La volonté affichée par bon nombre des représentants de ces pays semblait être de privilégier les importations de bétail vif et non de viande finie en donnant priorité aux mâles pour des questions culturelles et religieuses.

Le vif plus que la viande

Ces derniers sont bien entendu tous destinés à être « sacrifiés » selon les principes du culte musulman. « Nous souhaitons pouvoir faire travailler nos outils d’abattage », ajoutait M’hammed Karimine. Cette journée sous le soleil s’est achevée à Neussargues, dans le centre d’allotement de Pierre Charrade, négociant en animaux vivants. Une visite réalisée dans un concert de meuglement à l’heure du chargement des camions, devant des visiteurs manifestement toujours aussi intéressés. « Je travaille avec 10 salariés (5 acheteurs, 4 chauffeurs et une secrétaire). On fait autour de 30 000 têtes par an avec des broutards principalement expédiés sur l’Italie », expliquait le maître des lieux.

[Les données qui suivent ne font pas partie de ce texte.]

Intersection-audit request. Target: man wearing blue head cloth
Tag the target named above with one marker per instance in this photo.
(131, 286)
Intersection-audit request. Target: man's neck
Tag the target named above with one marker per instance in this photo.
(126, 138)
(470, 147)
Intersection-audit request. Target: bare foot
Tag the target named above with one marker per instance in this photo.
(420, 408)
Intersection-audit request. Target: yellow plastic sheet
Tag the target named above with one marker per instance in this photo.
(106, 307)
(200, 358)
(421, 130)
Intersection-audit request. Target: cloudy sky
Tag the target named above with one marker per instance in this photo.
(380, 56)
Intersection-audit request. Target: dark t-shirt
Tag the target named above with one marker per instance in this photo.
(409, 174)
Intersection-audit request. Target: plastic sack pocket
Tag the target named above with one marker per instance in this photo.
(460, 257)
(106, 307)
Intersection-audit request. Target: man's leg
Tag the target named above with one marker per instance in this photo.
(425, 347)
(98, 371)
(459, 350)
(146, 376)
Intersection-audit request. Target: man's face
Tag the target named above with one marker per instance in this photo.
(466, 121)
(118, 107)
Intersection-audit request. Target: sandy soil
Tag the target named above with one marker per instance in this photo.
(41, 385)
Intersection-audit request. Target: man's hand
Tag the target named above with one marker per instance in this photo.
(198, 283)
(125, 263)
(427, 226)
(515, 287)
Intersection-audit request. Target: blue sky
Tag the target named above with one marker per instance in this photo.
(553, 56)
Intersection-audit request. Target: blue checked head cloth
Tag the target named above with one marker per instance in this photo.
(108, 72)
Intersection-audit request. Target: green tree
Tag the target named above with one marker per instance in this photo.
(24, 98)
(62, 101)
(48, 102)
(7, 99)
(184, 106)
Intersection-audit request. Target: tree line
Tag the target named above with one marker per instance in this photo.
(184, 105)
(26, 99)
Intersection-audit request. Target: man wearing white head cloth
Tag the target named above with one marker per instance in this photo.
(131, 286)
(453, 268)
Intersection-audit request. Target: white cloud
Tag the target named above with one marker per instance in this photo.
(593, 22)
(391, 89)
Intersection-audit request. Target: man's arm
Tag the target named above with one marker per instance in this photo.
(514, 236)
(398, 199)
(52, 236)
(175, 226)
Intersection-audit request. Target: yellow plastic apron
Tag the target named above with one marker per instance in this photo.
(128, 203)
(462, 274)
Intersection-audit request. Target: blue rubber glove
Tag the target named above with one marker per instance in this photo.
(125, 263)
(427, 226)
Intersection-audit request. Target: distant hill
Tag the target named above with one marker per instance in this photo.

Et ce dernier d’expliquer devant les cases de broutards fraîchement allotés par race, sexe, poids et conformation, comment il travaillait pour ses expéditions. Et ces visiteurs d’un jour de le poursuivre avec leurs rafales de questions : Pourquoi vendez-vous surtout en Italie ? À quel prix arrivent les animaux une fois rendus là-bas ? Est-ce que vous leur faites des traitements préventifs à l’arrivée dans le centre ? Quel est le taux de mortalité dans les camions ? Avez-vous des cahiers des charges et des contrats avec vos clients italiens ? Mélangez-vous les races dans un même lot ? Quel est l’écart de poids dans les animaux d’un même lot ?… Et Pierre Charrade, manifestement ravi de voir autant de clients potentiels dans son centre de s’efforcer de répondre le plus simplement possible en esquivant adroitement les questions un peu trop indiscrètes !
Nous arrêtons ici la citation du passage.